Other Impressionist and Realist paintings show women relaxing or bathing, sometimes also nude. Morisot’s ‘Lady at her toilette’ 1875, shows a woman in front of her mirror. This woman does appear to be very glamorous, wearing a big formal looking dress, jewellery and a very stylish hair do. She seems rich and upper class. We do not see her face, but from the way she is shown and the painting style, we almost automatically assume she is pretty and young. The colours used are pastels, making the scene very calm and relaxed. Manet’s ‘Olympia’ is another famous depiction of a woman relaxing. She looks very glamorous, even though she is naked, the way she is sitting, her jewellery and the fact the her maid is bringing her flowers, all make her look very sophisticated and feminine.

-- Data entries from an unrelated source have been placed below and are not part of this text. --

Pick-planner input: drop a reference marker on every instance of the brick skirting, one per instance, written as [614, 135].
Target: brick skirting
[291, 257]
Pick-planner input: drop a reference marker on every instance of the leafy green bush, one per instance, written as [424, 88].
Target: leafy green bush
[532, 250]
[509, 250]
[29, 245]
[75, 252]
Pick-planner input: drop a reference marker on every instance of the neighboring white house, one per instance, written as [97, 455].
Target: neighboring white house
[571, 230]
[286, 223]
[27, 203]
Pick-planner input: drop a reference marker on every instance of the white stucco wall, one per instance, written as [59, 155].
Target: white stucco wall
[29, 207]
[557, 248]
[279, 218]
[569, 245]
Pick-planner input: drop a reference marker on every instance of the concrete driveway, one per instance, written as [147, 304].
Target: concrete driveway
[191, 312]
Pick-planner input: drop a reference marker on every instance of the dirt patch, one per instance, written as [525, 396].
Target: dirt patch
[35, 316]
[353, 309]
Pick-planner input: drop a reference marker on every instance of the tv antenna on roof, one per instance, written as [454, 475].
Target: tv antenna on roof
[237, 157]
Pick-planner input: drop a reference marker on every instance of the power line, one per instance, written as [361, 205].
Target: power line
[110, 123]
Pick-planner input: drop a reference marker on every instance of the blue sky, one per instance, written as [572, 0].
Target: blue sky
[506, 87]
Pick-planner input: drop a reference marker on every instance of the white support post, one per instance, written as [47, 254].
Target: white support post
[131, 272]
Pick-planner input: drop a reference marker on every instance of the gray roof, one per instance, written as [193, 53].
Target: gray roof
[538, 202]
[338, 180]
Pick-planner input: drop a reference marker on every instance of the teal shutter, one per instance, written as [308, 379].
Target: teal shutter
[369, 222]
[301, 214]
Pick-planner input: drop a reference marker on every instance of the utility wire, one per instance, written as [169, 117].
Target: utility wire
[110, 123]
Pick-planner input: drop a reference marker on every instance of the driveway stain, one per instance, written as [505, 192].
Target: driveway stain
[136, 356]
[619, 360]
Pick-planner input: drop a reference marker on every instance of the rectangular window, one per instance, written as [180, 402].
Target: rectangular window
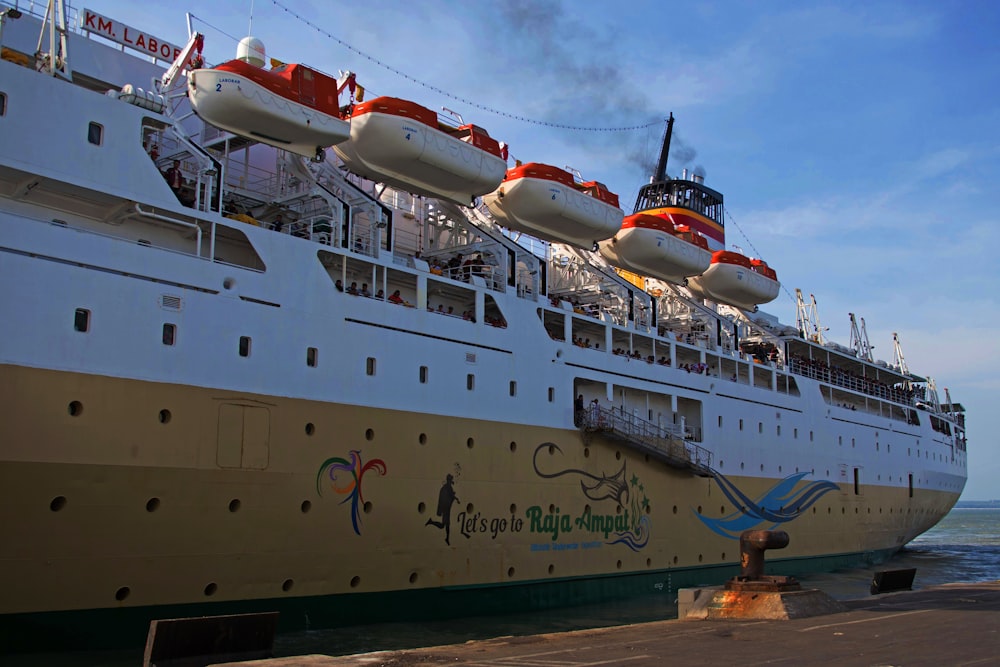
[95, 133]
[81, 320]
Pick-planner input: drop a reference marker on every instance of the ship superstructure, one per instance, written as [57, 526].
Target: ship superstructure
[269, 382]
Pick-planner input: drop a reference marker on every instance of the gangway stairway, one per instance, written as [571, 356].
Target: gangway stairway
[647, 437]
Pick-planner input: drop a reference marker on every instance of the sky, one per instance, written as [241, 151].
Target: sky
[856, 143]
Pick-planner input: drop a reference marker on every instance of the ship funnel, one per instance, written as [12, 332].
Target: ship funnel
[251, 50]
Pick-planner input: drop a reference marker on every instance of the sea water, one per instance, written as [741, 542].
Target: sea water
[963, 547]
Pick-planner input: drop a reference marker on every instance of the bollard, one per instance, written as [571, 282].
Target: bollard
[753, 543]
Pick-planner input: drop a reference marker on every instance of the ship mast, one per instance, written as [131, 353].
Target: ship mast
[661, 168]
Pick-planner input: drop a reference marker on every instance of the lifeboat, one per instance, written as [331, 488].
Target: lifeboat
[292, 107]
[652, 245]
[736, 280]
[404, 145]
[548, 203]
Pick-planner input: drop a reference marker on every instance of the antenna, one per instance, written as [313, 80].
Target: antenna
[807, 318]
[859, 339]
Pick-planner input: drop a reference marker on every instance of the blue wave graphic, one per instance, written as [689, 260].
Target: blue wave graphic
[779, 504]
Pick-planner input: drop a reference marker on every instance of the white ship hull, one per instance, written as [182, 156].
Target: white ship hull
[196, 420]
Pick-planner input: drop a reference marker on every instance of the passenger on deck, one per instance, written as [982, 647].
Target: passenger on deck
[175, 179]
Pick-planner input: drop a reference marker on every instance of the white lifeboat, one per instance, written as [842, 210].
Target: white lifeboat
[404, 145]
[652, 245]
[292, 107]
[737, 280]
[548, 203]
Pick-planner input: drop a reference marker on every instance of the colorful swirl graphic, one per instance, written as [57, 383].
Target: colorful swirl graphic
[780, 504]
[345, 479]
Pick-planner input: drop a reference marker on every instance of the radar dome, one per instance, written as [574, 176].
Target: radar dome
[251, 50]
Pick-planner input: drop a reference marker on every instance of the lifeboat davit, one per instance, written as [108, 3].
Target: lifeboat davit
[292, 107]
[548, 203]
[404, 145]
[737, 280]
[652, 245]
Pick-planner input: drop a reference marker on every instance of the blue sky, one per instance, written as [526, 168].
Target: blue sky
[856, 143]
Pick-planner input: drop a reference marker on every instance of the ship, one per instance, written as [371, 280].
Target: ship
[245, 375]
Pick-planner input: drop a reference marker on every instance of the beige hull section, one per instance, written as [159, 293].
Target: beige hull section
[125, 493]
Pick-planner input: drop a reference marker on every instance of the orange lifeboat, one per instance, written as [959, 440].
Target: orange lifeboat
[292, 107]
[736, 280]
[405, 145]
[547, 202]
[652, 245]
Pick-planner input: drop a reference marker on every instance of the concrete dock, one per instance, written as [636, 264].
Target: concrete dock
[954, 624]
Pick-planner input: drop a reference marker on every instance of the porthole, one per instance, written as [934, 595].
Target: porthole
[81, 320]
[169, 335]
[95, 133]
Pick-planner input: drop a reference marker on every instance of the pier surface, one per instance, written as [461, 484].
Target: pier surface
[954, 624]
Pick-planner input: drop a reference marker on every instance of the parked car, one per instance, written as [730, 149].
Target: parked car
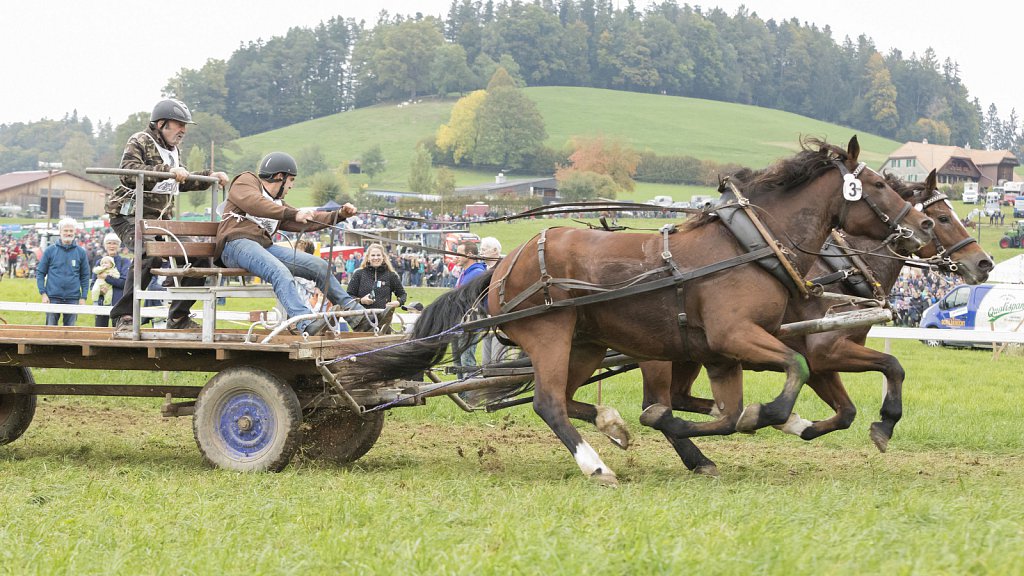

Overall, we can see two main ways that Impressionist and Realist artists presented woman, either working class women doing chores and working, or higher class women, sitting in front of mirror or relaxing. Either way, the images are never painting in a dark, unhappy style; the colours used are always bright and calm. The artists always seemed to present women in a positive way. Paintings such as ‘The cradle’ also show their maternal side. The nude paintings were not done in a sexual way, more of an insight to the intimate life of a woman, so the viewer feels like they are seeing something personal.